The engine started with a quiet hum. The SUV backed slowly down the gravel drive, then turned toward the highway, moving at the same deliberate pace it had arrived with.
I stood in the yard and watched it go, not moving until it had disappeared around the bend in the road. Only when it was out of sight did I turn back toward the farmhouse, where Jasper was visible at the kitchen window—one hand pressed to the glass, eyes on the retreating vehicle, face set in lines I couldn’t quite read from this distance.
Whatever came next—whatever Gerald brought with him when he returned—we would face it together. Not as a problem to be solved or a situation to be managed, but as people who had chosen each other, who had built something worth protecting.
Chapter Nine
~ Jasper ~
The porch steps felt solid beneath my feet—real in a way I hadn’t expected—as I settled into the space Decker had cleared for me next to him.
Dinner had been quiet, everyone careful around the edges, nobody wanting to be the one to mention the black SUV that had backed down the driveway four hours earlier or the man who’d stepped out of it with the certainty of someone who believed I belonged to him.
But we were here now, the six of us scattered across the porch in the cooling evening, Rawley leaning against the railing with his back to the yard, Burke sprawled in one of the chairs with his boots up on the porch rail, Macon occupying a corner with his arms crossed, Jojo curled against Rawley’s side with his hand on Rawley’s chest, and Decker close enough that our shoulders nearly touched.
No one had said we were meeting. No one had used the word “planning.” We’d just all ended up here as the dishes dried in the rack, the gravity of the day pulling us into the same physical space.
“So,” Rawley said, the single syllable landing with enough weight to make it clear what we were doing. “Gerald Hughs. What are we looking at?”
I followed the first few exchanges—Burke explaining how he’d checked the property’s security cameras, Rawley asking about the road from town, Macon outlining sight lines and approaches—but then they slipped into shorthand I didn’t have the key for.
“Jensen would’ve picked up the car at the airport,” Burke said, gesturing with his beer bottle. “Which means the usual channels are running.”
“Which means we’ve got twelve hours, maybe less,” Rawley said. “If they’re bringing in the Calhoun crew again—“
“Not Calhoun,” Macon cut in. “They’re still in Yemen.”
I looked from face to face, trying to track who was who and what they were talking about. Rawley was nodding, Macon had gone quiet again, Burke was making a face like he’d just tasted something sour.
“The Mossad boys, then,” Rawley said. “Which means we need eyes on the east fence line and—“
“No,” Decker cut in. “Not Mossad. They’re too careful about jurisdiction for something like this.”
The conversation kept moving—names without context, references that landed with a grunt or a nod from the others and nothing from me. I sat with my hands loose in my lap, trying not to look like I was completely lost, which I was.
Then Burke snorted and said, “I know who to call,” and everything changed.
Rawley rolled his eyes hard enough to be visible in the low light, Macon produced a single low grunt, and Decker just shook his head once. I looked at each of them in turn and had no idea what just happened.
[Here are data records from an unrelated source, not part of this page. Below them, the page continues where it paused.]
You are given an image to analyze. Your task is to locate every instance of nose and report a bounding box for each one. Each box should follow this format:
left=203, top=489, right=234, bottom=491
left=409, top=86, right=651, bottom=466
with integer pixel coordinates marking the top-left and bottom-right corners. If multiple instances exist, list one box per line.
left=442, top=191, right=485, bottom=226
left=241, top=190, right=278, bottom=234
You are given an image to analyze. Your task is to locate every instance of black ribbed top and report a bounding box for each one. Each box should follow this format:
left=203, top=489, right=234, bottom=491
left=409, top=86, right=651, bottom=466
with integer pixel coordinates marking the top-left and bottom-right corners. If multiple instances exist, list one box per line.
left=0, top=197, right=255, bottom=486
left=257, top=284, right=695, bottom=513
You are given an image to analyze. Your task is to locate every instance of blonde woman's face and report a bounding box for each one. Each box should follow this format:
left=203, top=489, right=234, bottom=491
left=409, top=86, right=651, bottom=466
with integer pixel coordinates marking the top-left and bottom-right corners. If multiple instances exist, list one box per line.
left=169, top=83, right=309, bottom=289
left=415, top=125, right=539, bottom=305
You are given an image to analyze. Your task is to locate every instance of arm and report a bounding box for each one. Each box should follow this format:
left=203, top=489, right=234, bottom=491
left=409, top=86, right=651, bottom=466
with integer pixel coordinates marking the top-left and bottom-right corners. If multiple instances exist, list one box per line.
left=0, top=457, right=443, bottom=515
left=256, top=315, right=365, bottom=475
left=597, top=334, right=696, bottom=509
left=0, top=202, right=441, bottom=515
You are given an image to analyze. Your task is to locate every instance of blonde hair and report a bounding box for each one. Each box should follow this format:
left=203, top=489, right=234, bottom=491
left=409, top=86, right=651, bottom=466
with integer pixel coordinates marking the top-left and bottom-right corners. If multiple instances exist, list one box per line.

I leaned into Decker’s shoulder, keeping my voice low. “What’s he talking about?”
Decker didn’t soften it or try to make it sound less alarming than it was. “He wants to call in the Grim Reaper.”
I stared at him. That did not help.
“The Grim Reaper?” I repeated, the words coming out with more breath than voice. “That’s an actual person?”
Burke leaned forward in his chair, elbows on his knees, the kind of grin spreading across his face that made something in my stomach drop. “My brother,” he said, the statement landing with a heavy weight. “And he is exactly what we need.”
“No,” Rawley said, the single syllable carrying enough force to cut through Burke’s enthusiasm. “We haven’t hit scorched earth yet. There are steps between ‘problem’ and ‘nuclear option.’”
Burke shrugged, the movement carrying a confidence I couldn’t quite parse. “It could be fun,” he said, the casual statement landing like a brick.
I sat very still, trying to follow the conversation that was happening above my head.
Rawley went quiet for a moment, jaw working. Something passed between him and Burke—some communication that didn’t require words—and then Rawley was nodding, the movement tight but definitive.
“But if bodies start dropping,” he said, looking directly at Burke, “you’re the one burying them. Understood?”